HUAWEI Technologies1, 2,
Software Fault Injection Test (SFIT) is a test method that injects possible faults into software system to validate system fault-tolerance capability. SFIT is a system-level, module-based software fault test method, and it can validate and discover the defects during software system design and development effectively, and improve the software system reliability. The scope of SFIT includes: the problem of software architecture, the problem of function, the problem during software operating. According to performance phase, SFIT also includes module-level test and product-level test, and their basic principles are same. This paper introduces the position of SFIT in development process and the corresponding relationship with SFMEA. For Software Failure Modes and Effects Analysis (SFMEA), we consider a great deal of failure modes, and analyze their effects. As the closed-loop validation activity of SFMEA, SFIT is used to simulate all sorts of possible software faults resulted from potential defects, and then validate whether the software system in question takes fault-tolerance and protection actions and the validity of these fault-tolerance and protection actions, and validate whether the software reliability of product meets the requirement of design. SFIT needs to fulfill the following three missions:
1. Validate the indefinite problems and disputes during reliability analysis.
2. Regression and validation testing of reliability problem after modifying. All failure modes analyzed during SFMEA activity must be validated by means of SFIT.
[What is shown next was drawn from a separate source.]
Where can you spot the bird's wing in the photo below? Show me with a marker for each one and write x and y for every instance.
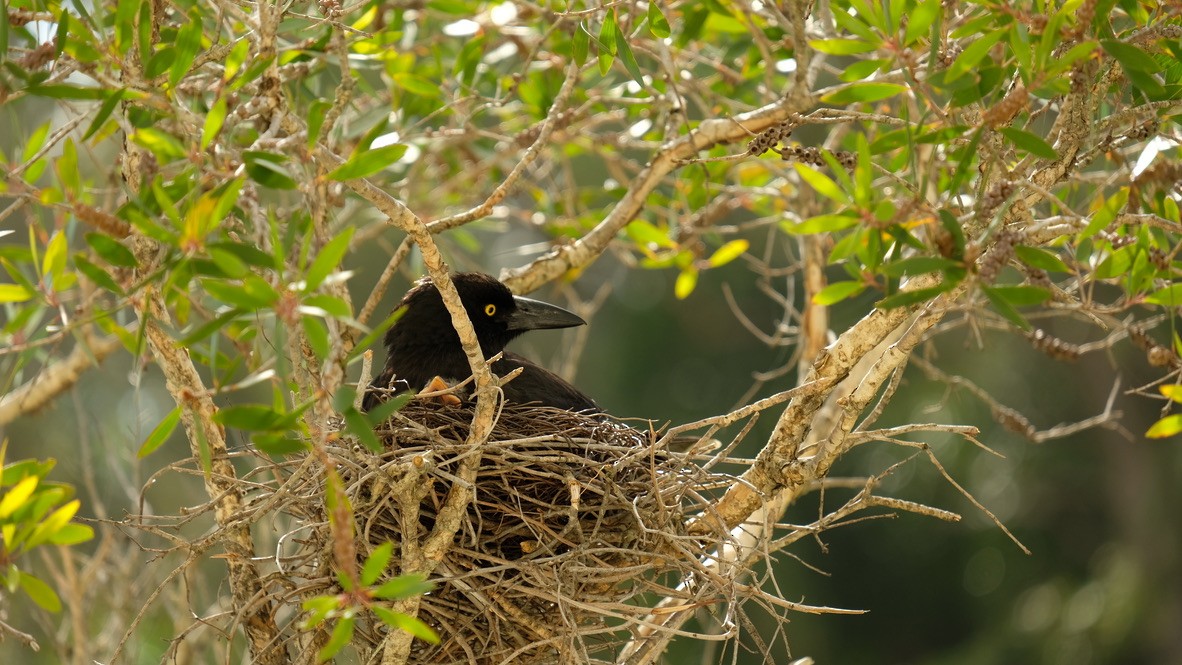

3. Taking the design doubts and weakens identified during SFMEA as emphases, perform test using the failure modes from “Failure Mode Repository”, to discover the reliability problems remained after SFMEA activity. The process of SFIT is as follows:
1. Extract the SFIT needs. After brainstorming and review, determine which test items will be executed, and which failure modes will be simulated.
2. Develop the SFIT scheme.
3. Develop the SFIT cases.
4. Execute the SFIT cases.
5. Modify design according to test results. Modify the design systematically according to the effects and priorities of problems. The example fault types that can be simulated and tested using general test method include abnormal operation, abnormal configuration, and input errors. For those fault types or abnormal scenarios that can not be simulated using general test method, some specific SFIT tools can be used. By means of the ideas of CBB and COTS, the common-used fault injection means are modularized, and tools are developed to support automatic SFIT. Thereby, the effectiveness and operability of SFIT are improved dramatically. The main advantages of SFIT are as follows:
1. By doing SFIT on every level, the coverage of test can be increased remarkable, the weaknesses of software system design can be found earlier, the test effort of later phases can be reduced, the put-into-market time of the project can be shorten, and the problems remaining to field operation can be avoided.
2. Find the problems earlier, and optimize the design and implementation earlier.
3. Provide basis for reliability growth and reliability evaluation. This paper introduces in detail the technique and method of Software Fault Injection Test (SFIT) in phases of software development life cycle. A actual object analyzed is given as an example, attaching the corresponding charts and explanatory texts. At last, we introduce our success in the SFIT activity:The “problem weighted index” is decreased by over 25% during system test phase after doing SFIT.